Bank of England warns of sharpest recession on record

International News

The Bank of England has warned that the UK economy is heading towards its sharpest recession on record.

The impact of coronavirus meant the economy would shrink 14% this year, based on the lockdown being relaxed in June.

Scenarios drawn up by the Bank to illustrate the economic impact said Covid-19 was “dramatically reducing jobs and incomes in the UK”.

Bank governor Andrew Bailey told the BBC there would be no quick return to normality.

He described the downturn as “unprecedented”, and said consumers would remain cautious even when lockdown restrictions are lifted.

Mr Bailey said: “Not all of the economic activity comes back.
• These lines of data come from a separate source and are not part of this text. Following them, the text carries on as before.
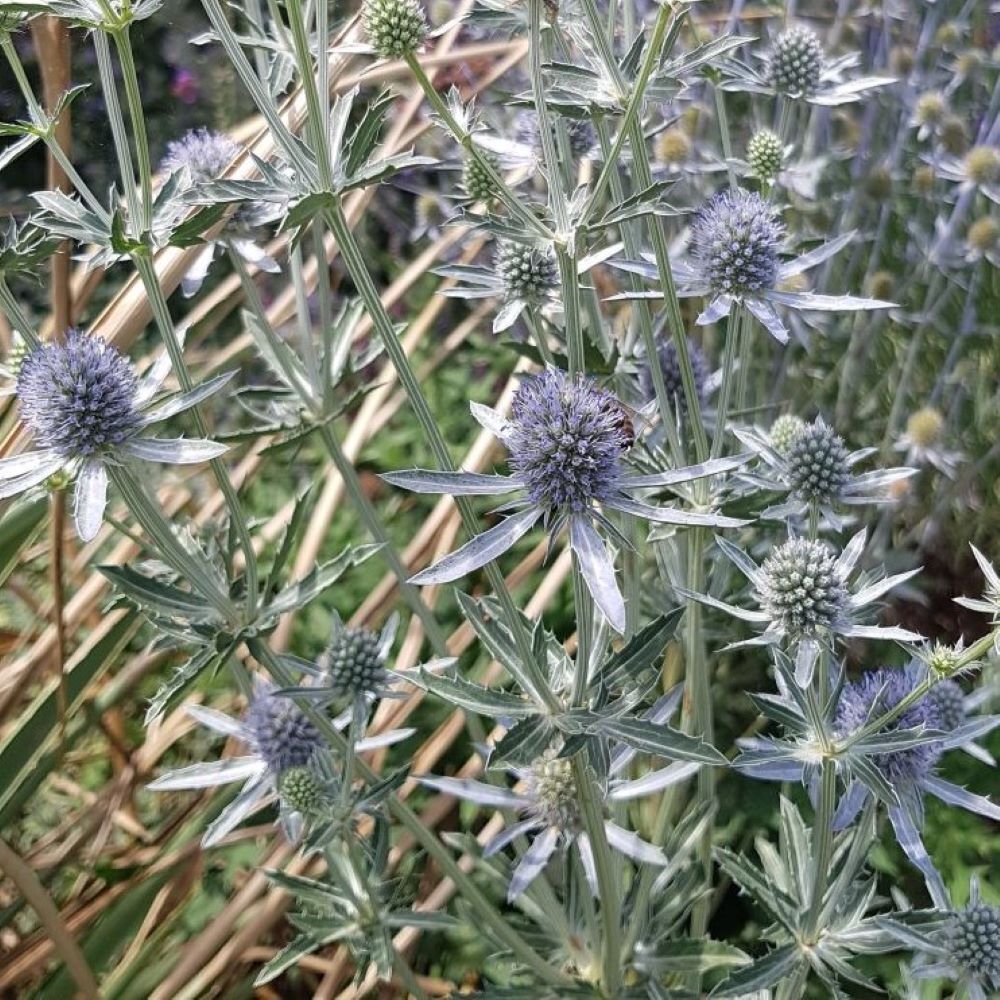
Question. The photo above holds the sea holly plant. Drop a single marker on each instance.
(568, 440)
(87, 409)
(706, 679)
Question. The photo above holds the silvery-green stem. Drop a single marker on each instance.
(533, 320)
(147, 272)
(161, 315)
(168, 547)
(117, 121)
(609, 886)
(734, 334)
(463, 137)
(18, 321)
(38, 116)
(644, 319)
(482, 907)
(660, 42)
(318, 408)
(373, 525)
(137, 117)
(316, 123)
(727, 142)
(263, 101)
(357, 268)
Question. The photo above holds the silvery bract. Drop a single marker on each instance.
(86, 407)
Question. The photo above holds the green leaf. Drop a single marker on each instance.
(321, 578)
(151, 594)
(27, 754)
(756, 884)
(694, 956)
(653, 737)
(641, 652)
(473, 697)
(168, 692)
(525, 741)
(763, 974)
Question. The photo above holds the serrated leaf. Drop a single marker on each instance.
(656, 738)
(640, 653)
(154, 595)
(321, 578)
(474, 697)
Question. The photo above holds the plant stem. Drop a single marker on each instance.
(149, 515)
(463, 137)
(358, 270)
(484, 910)
(608, 886)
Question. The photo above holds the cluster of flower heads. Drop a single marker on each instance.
(86, 408)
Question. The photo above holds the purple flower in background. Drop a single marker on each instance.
(184, 86)
(86, 408)
(734, 256)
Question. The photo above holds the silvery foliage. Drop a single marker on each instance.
(575, 738)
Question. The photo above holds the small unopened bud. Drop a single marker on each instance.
(476, 180)
(924, 427)
(982, 165)
(673, 146)
(765, 154)
(395, 28)
(881, 285)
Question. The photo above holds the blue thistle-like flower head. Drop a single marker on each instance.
(666, 352)
(974, 942)
(283, 736)
(566, 439)
(735, 238)
(874, 694)
(78, 396)
(205, 153)
(801, 587)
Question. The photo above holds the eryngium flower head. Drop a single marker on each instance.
(566, 439)
(477, 182)
(671, 369)
(554, 792)
(527, 272)
(355, 662)
(801, 588)
(283, 736)
(784, 431)
(765, 154)
(206, 154)
(817, 462)
(982, 165)
(796, 61)
(395, 28)
(735, 238)
(947, 701)
(874, 694)
(974, 942)
(301, 789)
(78, 396)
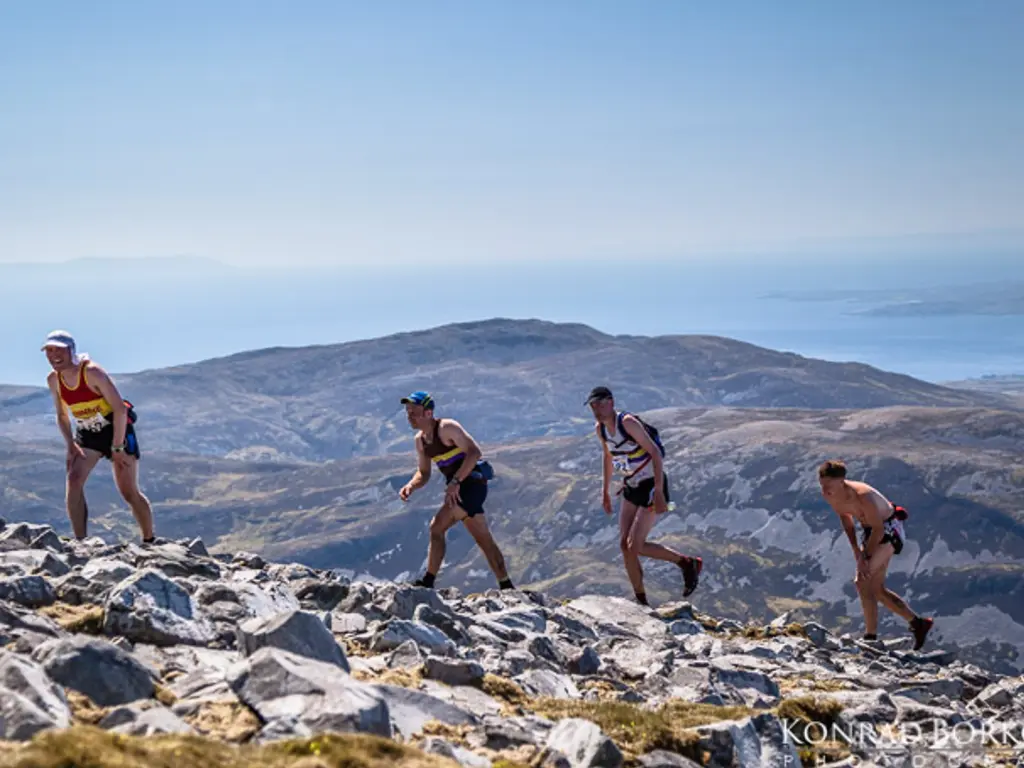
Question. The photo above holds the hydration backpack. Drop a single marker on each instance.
(651, 430)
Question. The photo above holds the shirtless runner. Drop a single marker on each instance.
(883, 537)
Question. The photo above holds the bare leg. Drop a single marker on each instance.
(887, 597)
(477, 527)
(78, 473)
(126, 478)
(444, 519)
(642, 525)
(627, 516)
(868, 603)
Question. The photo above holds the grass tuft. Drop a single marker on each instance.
(637, 730)
(86, 620)
(87, 747)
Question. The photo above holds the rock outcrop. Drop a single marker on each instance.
(167, 639)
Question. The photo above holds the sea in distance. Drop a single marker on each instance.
(929, 317)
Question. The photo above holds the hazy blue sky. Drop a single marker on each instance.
(331, 132)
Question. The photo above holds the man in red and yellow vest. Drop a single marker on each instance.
(103, 428)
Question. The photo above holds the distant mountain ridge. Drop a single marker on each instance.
(747, 495)
(505, 379)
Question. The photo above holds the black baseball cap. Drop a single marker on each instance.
(419, 398)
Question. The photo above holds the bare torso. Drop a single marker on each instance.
(860, 503)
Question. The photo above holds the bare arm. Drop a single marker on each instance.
(876, 511)
(455, 432)
(423, 467)
(64, 422)
(851, 531)
(607, 467)
(104, 385)
(635, 430)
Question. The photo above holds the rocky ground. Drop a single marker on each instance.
(130, 655)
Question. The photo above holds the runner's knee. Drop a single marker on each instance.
(77, 477)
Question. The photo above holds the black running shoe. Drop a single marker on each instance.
(691, 567)
(921, 627)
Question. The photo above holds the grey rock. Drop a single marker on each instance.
(686, 627)
(30, 591)
(76, 590)
(22, 535)
(508, 733)
(549, 684)
(198, 548)
(395, 632)
(249, 560)
(33, 562)
(464, 696)
(144, 720)
(48, 540)
(724, 673)
(107, 570)
(454, 672)
(96, 668)
(997, 695)
(315, 594)
(18, 617)
(411, 710)
(663, 759)
(542, 646)
(406, 656)
(404, 600)
(311, 694)
(148, 607)
(446, 622)
(347, 624)
(876, 708)
(30, 701)
(296, 631)
(584, 743)
(435, 745)
(754, 741)
(586, 663)
(615, 615)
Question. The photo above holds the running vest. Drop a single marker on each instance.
(89, 409)
(450, 458)
(627, 456)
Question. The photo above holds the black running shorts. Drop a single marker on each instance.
(102, 439)
(473, 495)
(642, 495)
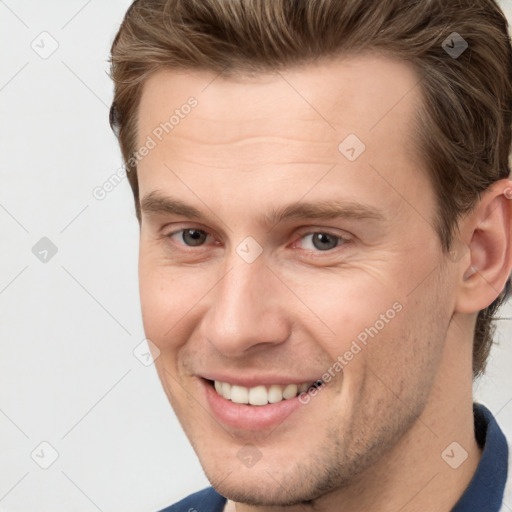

There’s quite a sharp recovery. But we’ve also factored that people will be cautious of their own choice.

“They don’t re-engage fully, and so it’s really only until next summer that activity comes fully back.”

Also on Thursday, policymakers voted unanimously to keep interest rates at a record low of 0.1%. However, the Monetary Policy Committee (MPC) that sets interest rates was split on whether to inject more stimulus into the economy.

Two of its nine members voted to increase the latest round of quantitative easing by £100bn to £300bn.

The Bank’s analysis, published on Thursday, was based on the assumption that social distancing measures are gradually phased out between June and September.

Its latest Monetary Policy Report showed the UK economy plunging into its first recession in more than a decade. The economy shrinks by 3% in the first quarter of 2020, followed by an unprecedented 25% decline in the three months to June.

This would push the UK into a technical recession, defined as two consecutive quarters of economic decline.

The Bank said the housing market had come to a standstill, while consumer spending had dropped by 30% in recent weeks.

For the year as a whole, the economy is expected to contract by 14%. This would be the biggest annual decline on record, according to Office for National Statistics (ONS) data dating back to 1949.

It would also be the sharpest annual contraction since 1706, according to reconstructed Bank of England data stretching back to the 18th Century.

While UK growth is expected to rebound in 2021 to 15%, the size of the economy is not expected to get back to its pre-virus peak until the middle of next year.

The UK government is expected to start easing lockdown restrictions next week.

The Bank stressed that the outlook for the economy was “unusually uncertain” at present and would depend on how households and businesses responded to the pandemic.

It also assumes:

The government’s jobs retention scheme covering 80% of wages is phased out with the lockdown.
Companies stop or scale back their operations for some time.

Cautious consumers voluntarily maintain social distancing until mid-2021.